Is ₹15,000/month Possible? Sample Estimate & Conditions
To see if ₹15,000 / month is viable, consider this:
- You need a sufficiently large lump sum investment.
- The older you are when you start, the larger the annuity rate generally (because fewer years of payment).
- The annuity rates will vary with market conditions, interest rates, and LIC’s internal calculations at the time of purchase.
Let’s imagine a scenario:
- Suppose you are aged 60 and invest a lump sum of ₹20,00,000 in an annuity plan
- If the annuity rate (for monthly mode) is, say, 7% per annum equivalent (for illustrative purpose)
- Then 7% of ₹20,00,000 = ₹1,40,000 per year, which is ~ ₹11,667/month
- To hit ₹15,000/month (i.e. ₹1,80,000/year), you may need ~ ₹25,00,000 at that same rate (with some buffer)
So, under favorable annuity rates, ₹15,000/month is possible with a sufficiently large corpus. But it depends heavily on:
- The prevailing annuity rate LIC offers
- Your age and health
- The annuity option (life only, joint life, etc.)

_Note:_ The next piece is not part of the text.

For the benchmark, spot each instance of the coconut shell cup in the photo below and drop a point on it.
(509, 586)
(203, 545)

- Any deductions or commission factors
Thus, ₹15,000/month is not automatically guaranteed — you must build the required corpus and pick the best annuity plan and timing.

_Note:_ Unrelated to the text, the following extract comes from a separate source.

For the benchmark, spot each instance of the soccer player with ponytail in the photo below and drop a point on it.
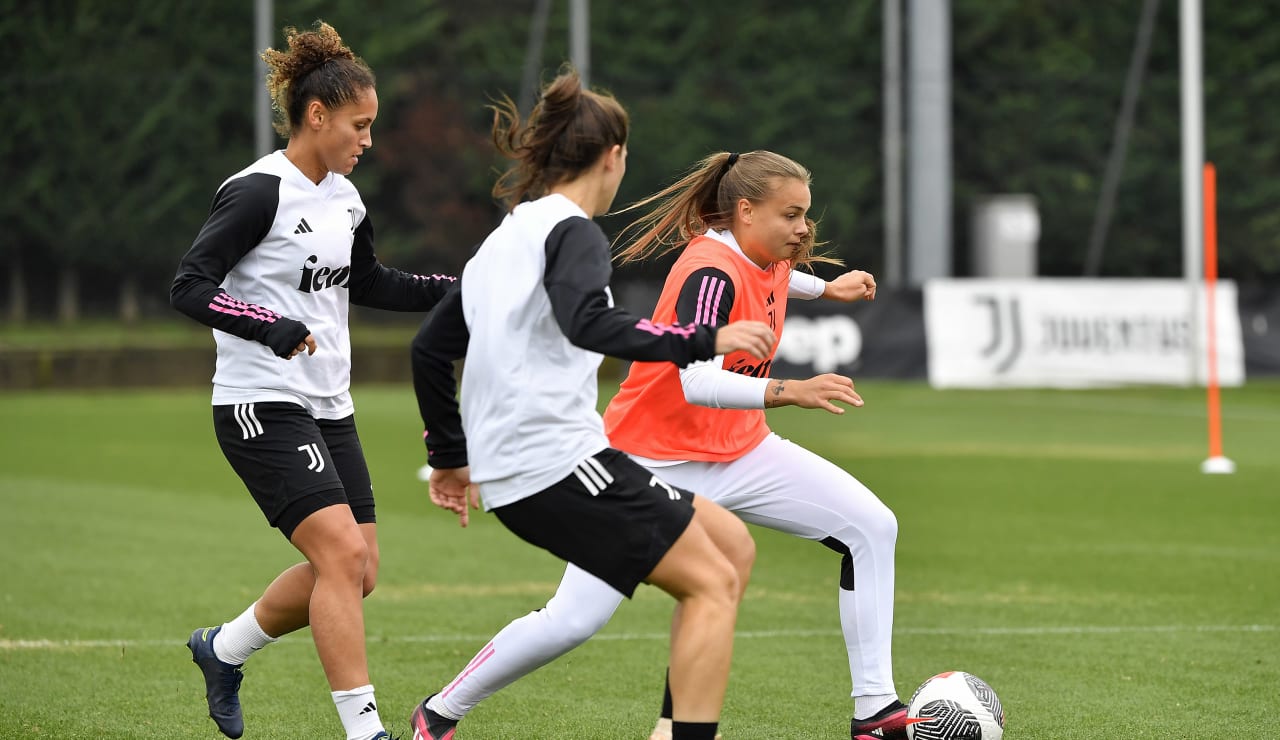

Key LIC Pension Plans to Consider
Here are some key LIC plans you should explore:
Plan | Type / Feature | Key Benefits & Notes |
---|---|---|
LIC New Jeevan Shanti | Deferred or immediate annuity | It’s a popular annuity plan to generate lifelong income. |
LIC Saral Pension (Plan No. 862) | Immediate annuity | Pay once, get regular lifetime pension. |
LIC Smart Pension | Flexible annuity with increasing options | Offers options with increasing annuity (e.g. 3% or 6%) annually. |
Each plan has multiple annuity options (for life, joint life, return of purchase price, etc.). Choosing wisely matters.

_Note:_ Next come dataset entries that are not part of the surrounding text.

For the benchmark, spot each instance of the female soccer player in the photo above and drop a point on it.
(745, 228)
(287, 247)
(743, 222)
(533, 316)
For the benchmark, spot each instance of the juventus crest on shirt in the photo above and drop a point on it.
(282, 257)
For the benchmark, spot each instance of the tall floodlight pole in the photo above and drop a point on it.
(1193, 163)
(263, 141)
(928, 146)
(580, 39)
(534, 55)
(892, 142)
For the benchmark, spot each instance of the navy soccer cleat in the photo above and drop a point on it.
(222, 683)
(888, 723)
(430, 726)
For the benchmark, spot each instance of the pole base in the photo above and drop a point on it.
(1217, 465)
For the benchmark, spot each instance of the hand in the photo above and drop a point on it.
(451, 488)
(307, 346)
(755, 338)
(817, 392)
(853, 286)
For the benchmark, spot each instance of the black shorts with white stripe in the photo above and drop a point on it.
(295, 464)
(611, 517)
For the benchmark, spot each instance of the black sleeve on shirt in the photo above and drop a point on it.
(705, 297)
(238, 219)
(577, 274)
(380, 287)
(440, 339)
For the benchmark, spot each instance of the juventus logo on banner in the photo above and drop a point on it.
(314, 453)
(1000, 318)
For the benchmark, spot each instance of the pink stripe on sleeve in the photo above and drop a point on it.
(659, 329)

Pros, Risks & Things to Check
Pros:
- Lifetime income, so no worry of outliving money
- Predictability and peace of mind
- Backed by LIC — a trusted and large insurer
- Options for annuity types, spouse benefit, return of investment
Risks / Caution Areas:
- Annuity rates may change over time, and future rates may not be as generous
- Once selected, you cannot typically change the annuity option
- If you choose a “life only” option and have no return-of-purchase-price, your family may not get anything after death
- Inflation risk: ₹15,000 today may lose value over time
- For joint-life or return-of-price options, your monthly payout may be lower compared to simple life-only option
- Premiums are taxed or annuity receipt might be taxable (consult a tax advisor)
- Health and age: older age may help increase an annuity rate, but very advanced age might reduce options or require medical checks
How to Plan & Obtain ₹15,000 Monthly from LIC
- Estimate your target corpus
Use annuity rate benchmarks or LIC’s calculator to find how much you need to invest to get ₹15,000/month with your age. - Choose the right LIS pension/annuity plan
Compare options like New Jeevan Shanti, Saral Pension, Smart Pension. - Choose best annuity option
Decide on life only, joint life, return-of-price, or increasing annuity. - Make the payment / purchase
You may pay a lump sum premium (or according to plan) to LIC. - Get policy and documentation
Ensure you receive the annuity commencement letter and clear terms. - Start receiving pension
Once the annuity begins (immediately or deferred), you receive ₹X (e.g. ₹15,000) monthly (or chosen mode) for life.
The idea of ₹15,000 monthly income through LIC’s pension/annuity plan is aspirational yet realistic — if you plan well, pick the right scheme, build a large enough corpus, and choose the right annuity option.
If you are approaching retirement or want to secure your elder years, it makes sense to explore LIC’s annuity plans, get quotes for your age and preferred payout, and see what corpus you need.